R/rankclust.R
In Rankcluster: Model-Based Clustering for Multivariate Partial Ranking Data

Documented in rankclust

#' This functions estimates a clustering of ranking data, potentially multivariate, partial and containing tied, based on a mixture of multivariate ISR model [2].
#' By specifying only one cluster, the function performs a modelling of the ranking data using the multivariate ISR model.
#' The estimation is performed thanks to a SEM-Gibbs algorithm in the general case.
#'
#' @title model-based clustering for multivariate partial ranking
#' @author Quentin Grimonprez
#' @param data a matrix in which each row is a ranking (partial or not; for partial ranking, 
#' missing elements must be 0 or NA. Tied are replaced by the lowest position they share).
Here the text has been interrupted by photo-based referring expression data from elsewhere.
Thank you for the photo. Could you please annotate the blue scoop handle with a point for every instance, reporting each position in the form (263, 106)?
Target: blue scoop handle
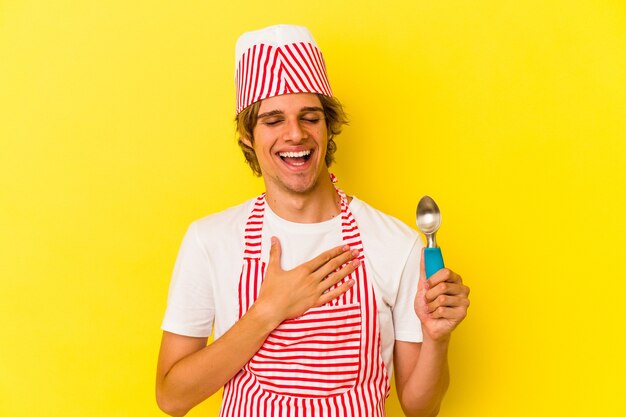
(433, 260)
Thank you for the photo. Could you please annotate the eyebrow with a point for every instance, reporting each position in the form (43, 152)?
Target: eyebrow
(307, 109)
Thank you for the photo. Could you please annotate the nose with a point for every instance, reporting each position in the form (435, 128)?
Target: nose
(294, 131)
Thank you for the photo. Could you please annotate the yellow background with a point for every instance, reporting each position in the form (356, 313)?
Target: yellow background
(116, 132)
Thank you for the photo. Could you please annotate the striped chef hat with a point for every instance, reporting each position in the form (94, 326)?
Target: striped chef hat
(276, 60)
For multivariate rankings, the rankings of each dimension are 
#' placed end to end in each row. The data must be in ranking notation (see Details or 
#' \link{convertRank} functions).
#' @param m a vector composed of the sizes of the rankings of each dimension (default value is the number of column of the matrix data).
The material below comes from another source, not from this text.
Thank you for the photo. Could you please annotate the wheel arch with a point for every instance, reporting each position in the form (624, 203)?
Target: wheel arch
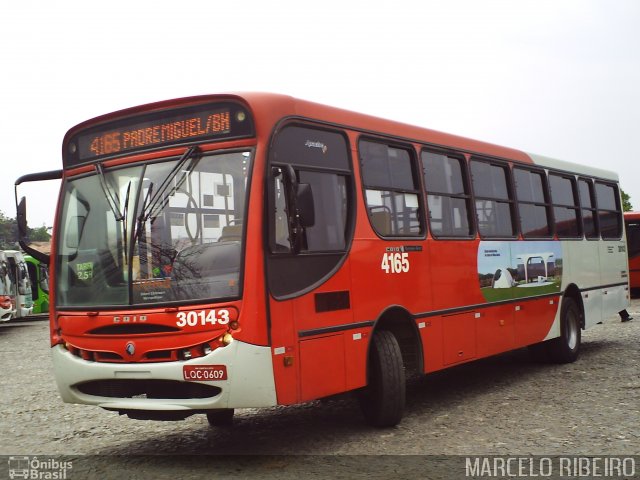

#' @param K an integer or a vector of integer with the number of clusters.
#' @param criterion criterion "bic" or "icl", criterion to minimize for selecting the number of clusters.
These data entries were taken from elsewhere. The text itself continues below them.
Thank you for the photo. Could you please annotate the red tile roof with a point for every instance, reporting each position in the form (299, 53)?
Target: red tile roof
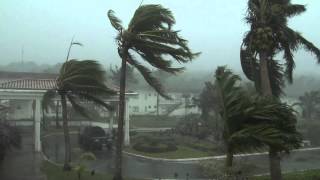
(35, 84)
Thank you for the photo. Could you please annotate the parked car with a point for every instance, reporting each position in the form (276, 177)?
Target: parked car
(94, 138)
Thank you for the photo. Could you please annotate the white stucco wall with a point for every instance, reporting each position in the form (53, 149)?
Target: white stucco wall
(20, 109)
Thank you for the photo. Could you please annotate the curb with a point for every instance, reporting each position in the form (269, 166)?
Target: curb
(194, 160)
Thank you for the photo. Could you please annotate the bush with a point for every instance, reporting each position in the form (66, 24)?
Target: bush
(9, 138)
(155, 144)
(216, 169)
(193, 126)
(89, 138)
(155, 148)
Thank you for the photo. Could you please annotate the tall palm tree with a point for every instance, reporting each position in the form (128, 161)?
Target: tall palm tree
(150, 36)
(78, 80)
(251, 121)
(270, 34)
(116, 74)
(231, 101)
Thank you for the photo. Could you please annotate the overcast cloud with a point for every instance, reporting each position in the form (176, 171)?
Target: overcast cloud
(215, 27)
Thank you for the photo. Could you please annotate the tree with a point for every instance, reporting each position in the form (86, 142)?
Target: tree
(116, 74)
(208, 102)
(310, 102)
(78, 80)
(269, 34)
(231, 102)
(149, 35)
(251, 121)
(163, 76)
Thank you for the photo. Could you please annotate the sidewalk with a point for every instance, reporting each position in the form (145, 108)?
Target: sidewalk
(22, 164)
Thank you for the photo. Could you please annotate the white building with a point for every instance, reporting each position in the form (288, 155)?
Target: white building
(23, 98)
(146, 102)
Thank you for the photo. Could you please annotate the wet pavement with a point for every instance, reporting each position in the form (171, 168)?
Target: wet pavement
(143, 168)
(22, 164)
(132, 166)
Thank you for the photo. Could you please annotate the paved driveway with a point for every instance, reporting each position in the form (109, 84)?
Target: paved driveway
(22, 164)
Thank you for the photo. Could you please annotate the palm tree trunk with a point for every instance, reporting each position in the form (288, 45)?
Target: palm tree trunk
(158, 102)
(275, 166)
(67, 157)
(57, 115)
(264, 75)
(229, 157)
(118, 172)
(274, 158)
#' @param Qsem the total number of iterations for the SEM algorithm (defaut value=40).
#' @param Bsem burn-in period for SEM algorithm (default value=10).
#' @param RjSE a vector containing, for each dimension, the number of iterations of the Gibbs sampler 
#' used both in the SE step for partial rankings and for the presentation orders generation (default value=mj(mj-1)/2).
#' @param RjM a vector containing, for each dimension, the number of iterations of the Gibbs sampler used in the  M step (default value=mj(mj-1)/2)
#' @param Ql number of iterations of the Gibbs sampler 
#' for estimation of log-likelihood (default value=100).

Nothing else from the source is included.